Comunque le questioni che la ricerca cronobiologica deve ancora chiarire sono numerose: le acquisizioni
realizzate in questo ambito, infatti, sono frammentarie
e non permettono ancora l’elaborazione di modelli
teorici in grado d’integrare i dati esistenti.
Gli studi presenti in letteratura, tuttavia, suggeriscono che le scoperte realizzate nel contesto della ricerca
psichiatrica cronobiologica potrebbero avere importanti riflessi in ambito clinico.
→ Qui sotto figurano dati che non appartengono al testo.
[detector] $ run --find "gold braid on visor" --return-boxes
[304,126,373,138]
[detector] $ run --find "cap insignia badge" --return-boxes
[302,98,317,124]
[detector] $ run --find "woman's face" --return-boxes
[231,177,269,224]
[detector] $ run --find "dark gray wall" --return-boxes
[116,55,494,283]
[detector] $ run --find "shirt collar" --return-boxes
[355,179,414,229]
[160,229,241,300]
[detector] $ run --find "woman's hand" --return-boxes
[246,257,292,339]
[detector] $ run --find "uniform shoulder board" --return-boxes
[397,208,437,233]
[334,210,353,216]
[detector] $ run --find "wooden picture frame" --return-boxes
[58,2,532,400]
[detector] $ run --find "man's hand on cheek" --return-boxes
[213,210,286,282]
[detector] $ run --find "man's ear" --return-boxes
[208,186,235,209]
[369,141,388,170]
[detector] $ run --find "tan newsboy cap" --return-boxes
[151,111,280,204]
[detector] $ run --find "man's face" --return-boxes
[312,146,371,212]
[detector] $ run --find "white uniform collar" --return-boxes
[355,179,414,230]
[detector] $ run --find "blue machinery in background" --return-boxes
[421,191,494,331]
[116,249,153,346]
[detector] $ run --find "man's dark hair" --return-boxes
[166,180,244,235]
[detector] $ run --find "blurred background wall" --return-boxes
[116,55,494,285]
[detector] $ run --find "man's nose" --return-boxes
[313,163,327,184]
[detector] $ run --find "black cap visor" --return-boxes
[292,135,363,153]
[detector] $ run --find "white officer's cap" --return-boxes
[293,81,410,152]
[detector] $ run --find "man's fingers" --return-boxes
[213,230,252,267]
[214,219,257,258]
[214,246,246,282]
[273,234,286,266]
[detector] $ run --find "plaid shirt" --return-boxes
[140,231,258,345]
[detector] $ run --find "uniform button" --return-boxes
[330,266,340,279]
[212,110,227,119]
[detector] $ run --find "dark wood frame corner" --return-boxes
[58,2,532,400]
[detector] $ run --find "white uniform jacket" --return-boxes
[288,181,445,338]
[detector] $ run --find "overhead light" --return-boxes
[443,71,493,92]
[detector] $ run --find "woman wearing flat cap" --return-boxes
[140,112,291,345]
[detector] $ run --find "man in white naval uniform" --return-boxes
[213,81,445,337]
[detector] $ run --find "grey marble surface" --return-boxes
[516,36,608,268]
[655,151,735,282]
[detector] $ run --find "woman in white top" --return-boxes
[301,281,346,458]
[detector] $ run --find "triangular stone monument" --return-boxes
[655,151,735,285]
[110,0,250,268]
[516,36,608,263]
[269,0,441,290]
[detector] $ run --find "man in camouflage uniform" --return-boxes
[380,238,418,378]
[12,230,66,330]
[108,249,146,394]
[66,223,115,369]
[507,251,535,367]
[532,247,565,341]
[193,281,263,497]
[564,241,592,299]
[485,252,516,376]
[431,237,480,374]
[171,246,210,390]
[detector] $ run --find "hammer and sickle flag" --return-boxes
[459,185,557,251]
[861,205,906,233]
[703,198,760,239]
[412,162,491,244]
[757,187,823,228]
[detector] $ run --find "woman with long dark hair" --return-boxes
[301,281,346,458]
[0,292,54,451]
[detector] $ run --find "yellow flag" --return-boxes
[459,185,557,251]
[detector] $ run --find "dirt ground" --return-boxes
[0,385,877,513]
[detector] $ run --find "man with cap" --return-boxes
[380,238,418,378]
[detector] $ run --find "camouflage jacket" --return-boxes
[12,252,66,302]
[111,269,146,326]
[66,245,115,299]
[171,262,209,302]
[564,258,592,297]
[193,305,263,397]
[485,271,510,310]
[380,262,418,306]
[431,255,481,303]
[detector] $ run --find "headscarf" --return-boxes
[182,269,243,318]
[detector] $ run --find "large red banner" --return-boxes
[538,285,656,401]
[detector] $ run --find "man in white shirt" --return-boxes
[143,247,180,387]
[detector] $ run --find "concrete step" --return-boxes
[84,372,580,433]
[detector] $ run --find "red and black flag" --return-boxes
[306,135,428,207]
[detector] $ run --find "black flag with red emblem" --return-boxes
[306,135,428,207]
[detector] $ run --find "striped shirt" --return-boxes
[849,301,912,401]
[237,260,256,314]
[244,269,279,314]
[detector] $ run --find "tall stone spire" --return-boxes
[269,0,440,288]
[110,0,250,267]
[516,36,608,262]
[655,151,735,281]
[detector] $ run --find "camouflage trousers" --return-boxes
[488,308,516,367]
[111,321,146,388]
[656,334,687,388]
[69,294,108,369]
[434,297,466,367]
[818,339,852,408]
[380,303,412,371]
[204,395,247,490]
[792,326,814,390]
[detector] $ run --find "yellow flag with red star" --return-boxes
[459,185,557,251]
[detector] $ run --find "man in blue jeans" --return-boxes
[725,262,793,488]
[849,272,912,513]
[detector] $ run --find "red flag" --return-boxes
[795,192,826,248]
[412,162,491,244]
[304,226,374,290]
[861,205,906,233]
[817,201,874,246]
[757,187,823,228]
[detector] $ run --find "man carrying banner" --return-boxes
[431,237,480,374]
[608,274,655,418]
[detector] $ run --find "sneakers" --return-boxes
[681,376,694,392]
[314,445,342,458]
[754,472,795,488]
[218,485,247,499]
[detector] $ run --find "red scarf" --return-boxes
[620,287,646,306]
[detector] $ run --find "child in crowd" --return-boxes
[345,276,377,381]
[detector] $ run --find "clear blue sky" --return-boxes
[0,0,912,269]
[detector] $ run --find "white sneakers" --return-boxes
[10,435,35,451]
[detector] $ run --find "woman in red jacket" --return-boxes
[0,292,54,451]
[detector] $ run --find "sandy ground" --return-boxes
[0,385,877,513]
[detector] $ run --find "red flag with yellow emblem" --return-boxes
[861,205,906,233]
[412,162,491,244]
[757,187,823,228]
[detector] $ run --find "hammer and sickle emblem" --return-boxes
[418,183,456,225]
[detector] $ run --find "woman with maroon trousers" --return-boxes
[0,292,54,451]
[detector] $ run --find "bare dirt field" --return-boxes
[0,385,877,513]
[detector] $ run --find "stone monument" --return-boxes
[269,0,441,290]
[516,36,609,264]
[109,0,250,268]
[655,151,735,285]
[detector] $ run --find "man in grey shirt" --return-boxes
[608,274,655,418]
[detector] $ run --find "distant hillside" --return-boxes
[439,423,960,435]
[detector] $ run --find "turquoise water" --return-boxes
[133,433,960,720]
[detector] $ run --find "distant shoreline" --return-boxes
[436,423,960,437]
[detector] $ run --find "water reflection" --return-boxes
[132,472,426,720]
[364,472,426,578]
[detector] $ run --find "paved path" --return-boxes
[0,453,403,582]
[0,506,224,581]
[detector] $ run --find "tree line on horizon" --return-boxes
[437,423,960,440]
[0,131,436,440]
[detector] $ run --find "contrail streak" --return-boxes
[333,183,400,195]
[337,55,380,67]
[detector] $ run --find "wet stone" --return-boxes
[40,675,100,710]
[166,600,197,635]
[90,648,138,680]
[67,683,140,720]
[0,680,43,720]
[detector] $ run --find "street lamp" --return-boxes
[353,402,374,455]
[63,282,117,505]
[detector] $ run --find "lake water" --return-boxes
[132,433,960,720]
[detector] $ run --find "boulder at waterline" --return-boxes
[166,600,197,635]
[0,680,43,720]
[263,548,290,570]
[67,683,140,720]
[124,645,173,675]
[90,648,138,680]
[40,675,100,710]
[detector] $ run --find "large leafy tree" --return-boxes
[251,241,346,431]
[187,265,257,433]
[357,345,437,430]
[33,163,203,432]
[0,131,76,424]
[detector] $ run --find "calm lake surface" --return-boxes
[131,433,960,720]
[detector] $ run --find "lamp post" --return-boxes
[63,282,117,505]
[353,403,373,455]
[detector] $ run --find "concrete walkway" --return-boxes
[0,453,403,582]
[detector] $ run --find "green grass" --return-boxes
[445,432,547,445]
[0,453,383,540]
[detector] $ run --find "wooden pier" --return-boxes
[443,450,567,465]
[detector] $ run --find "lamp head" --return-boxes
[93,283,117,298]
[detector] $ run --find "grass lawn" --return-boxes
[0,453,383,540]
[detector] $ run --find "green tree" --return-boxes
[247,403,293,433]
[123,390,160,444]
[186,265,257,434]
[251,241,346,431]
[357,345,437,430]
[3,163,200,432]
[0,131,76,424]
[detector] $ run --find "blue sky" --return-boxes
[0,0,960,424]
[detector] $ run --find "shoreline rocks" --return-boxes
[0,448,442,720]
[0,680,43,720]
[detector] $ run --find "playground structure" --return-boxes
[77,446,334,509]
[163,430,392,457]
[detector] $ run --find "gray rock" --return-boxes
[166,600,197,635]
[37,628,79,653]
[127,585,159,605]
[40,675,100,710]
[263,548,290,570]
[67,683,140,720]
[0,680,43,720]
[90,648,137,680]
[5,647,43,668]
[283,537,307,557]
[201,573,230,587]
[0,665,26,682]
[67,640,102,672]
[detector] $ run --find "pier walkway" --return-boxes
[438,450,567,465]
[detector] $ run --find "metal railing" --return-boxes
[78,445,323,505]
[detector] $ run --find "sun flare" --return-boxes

Per esempio, dai risultati ottenuti da una nostra indagine retrospettiva condotta su 188 pazienti emerge
che lo studio del profilo circadiano potrebbe rappresentare uno strumento in grado di facilitare l’individuazione di soggetti caratterizzati da una particolare
vulnerabilità psichiatrica. I nostri dati dimostrano, infatti, che il profilo di soggetti affetti da disturbi dell’umore, disturbi d’ansia e schizofrenia, se confrontato
con quello d’individui sani, presenta alcune differenze
già nel corso dell’adolescenza e della giovinezza, ovve-
ro in una fase preclinica dei disturbi (i dati più rilevanti riguarderebbero i pazienti affetti da Disturbi Depressivi, il cui profilo circadiano adolescenziale e giovanile sarebbe caratterizzato da modificazioni del ritmo del sonno, dell’appetito, dell’energia fisica e della
capacità di concentrazione) (69).
CONCLUSIONI
In conclusione, la ricerca cronobiologica ha consentito d’interpretare in una nuova prospettiva numerose
problematiche mediche. In ambito psichiatrico, in particolar modo, ha assunto negli ultimi anni una rilevanza sempre maggiore: la cronobiologia, infatti, dato il
particolare campo d’indagine, potrebbe rappresentare
un anello di congiunzione tra ricerca psichiatrica a impronta neurobiologica e a impronta psicosociale.